- 著者
-
Kazuto SHIMIZU
Kosei SAKAMOTO
Takanori ISOBE
- 出版者
- The Institute of Electronics, Information and Communication Engineers
- 雑誌
- IEICE Transactions on Fundamentals of Electronics, Communications and Computer Sciences (ISSN:09168508)
- 巻号頁・発行日
- pp.2021CIP0002, (Released:2021-12-07)
Generalized Feistel Network (GFN) is widely used in block ciphers. CLEFIA is one of the GFN type-2 block ciphers. CLEFIA employs Diffusion Switching Mechanism (DSM) in its diffusion layer. DSM improves CLEFIA's security by increasing its number of active S-boxes, which is an indicator of security against differential and linear cryptanalyses. However, two matrices in DSM increase implementational cost. In this paper, we pursue the research question whether it is possible to achieve the same security as original CLEFIA with only one matrix without overhead in hardware. Our idea to answer the research question is applying byte-shuffling technique to CLEFIA. Byte-shuffling is an operation to shuffle 8-bit bytes. On the other hand, traditional GFN ciphers rotate 32-bit or larger words in their permutation layer. Since implementation of byte-shuffling is considered as cost-free in hardware, it adds no overhead in comparison with word rotation. Byte-shuffling has numerous shuffle patterns whereas word rotation has a few patterns. In addition, security property varies among the shuffle patterns. So, we have to find the optimal shuffle pattern(s) on the way to pursue the research question.

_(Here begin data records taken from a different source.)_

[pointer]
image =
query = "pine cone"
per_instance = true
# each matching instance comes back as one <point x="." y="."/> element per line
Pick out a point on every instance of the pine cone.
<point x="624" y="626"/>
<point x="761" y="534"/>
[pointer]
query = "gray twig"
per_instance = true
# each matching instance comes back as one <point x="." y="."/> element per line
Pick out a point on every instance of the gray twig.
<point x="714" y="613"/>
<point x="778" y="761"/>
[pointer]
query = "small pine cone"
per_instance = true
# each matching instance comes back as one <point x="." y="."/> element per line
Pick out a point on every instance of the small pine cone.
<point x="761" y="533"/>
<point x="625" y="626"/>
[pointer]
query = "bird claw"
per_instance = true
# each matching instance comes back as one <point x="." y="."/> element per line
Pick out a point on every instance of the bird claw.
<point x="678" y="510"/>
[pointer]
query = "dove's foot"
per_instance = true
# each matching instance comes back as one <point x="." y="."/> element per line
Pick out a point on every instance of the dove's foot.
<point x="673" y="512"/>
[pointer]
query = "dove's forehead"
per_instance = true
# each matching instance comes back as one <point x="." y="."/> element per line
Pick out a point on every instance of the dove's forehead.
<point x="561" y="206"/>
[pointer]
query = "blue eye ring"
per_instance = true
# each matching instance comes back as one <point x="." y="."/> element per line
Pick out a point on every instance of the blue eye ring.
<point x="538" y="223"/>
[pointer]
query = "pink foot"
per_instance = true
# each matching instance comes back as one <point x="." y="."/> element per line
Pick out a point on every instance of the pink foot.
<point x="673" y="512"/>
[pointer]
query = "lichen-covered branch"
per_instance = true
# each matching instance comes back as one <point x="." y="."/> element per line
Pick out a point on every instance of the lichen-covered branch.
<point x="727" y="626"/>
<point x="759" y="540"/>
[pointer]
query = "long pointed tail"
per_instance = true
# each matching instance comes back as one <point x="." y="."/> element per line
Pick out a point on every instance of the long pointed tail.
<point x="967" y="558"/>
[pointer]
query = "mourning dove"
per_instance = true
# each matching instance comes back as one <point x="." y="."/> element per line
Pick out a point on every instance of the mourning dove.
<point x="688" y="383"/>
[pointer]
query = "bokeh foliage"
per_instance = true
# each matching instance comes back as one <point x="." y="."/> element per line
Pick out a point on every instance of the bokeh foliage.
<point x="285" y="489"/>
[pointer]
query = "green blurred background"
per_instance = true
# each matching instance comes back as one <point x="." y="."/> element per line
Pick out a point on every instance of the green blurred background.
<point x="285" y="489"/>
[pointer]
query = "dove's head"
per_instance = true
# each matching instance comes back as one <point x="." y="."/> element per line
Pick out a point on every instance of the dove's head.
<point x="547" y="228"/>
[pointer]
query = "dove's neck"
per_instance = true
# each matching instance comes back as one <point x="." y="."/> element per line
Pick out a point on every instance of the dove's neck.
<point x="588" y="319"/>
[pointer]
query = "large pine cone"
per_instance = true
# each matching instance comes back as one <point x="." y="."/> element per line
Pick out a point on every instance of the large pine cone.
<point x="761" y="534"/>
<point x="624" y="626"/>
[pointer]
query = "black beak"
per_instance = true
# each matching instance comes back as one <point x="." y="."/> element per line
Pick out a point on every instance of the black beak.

Although one way to find the optimal shuffle pattern is evaluating all possible shuffle patterns, it is impractical to evaluate them since the evaluation needs much time and computation. We utilize even-odd byte-shuffling technique to narrow the number of shuffle patterns to be searched. Among numerous shuffle patterns, we found 168 shuffle patterns as the optimal shuffle patterns. They achieved full diffusion in 5 rounds. This is the same security as original CLEFIA. They achieved enough security against differential and linear cryptanalyses at 13th and 14th round, respectively, by active S-box evaluations. It is just one and two rounds longer than original CLEFIA. However, it is three and two rounds earlier than CLEFIA without DSM.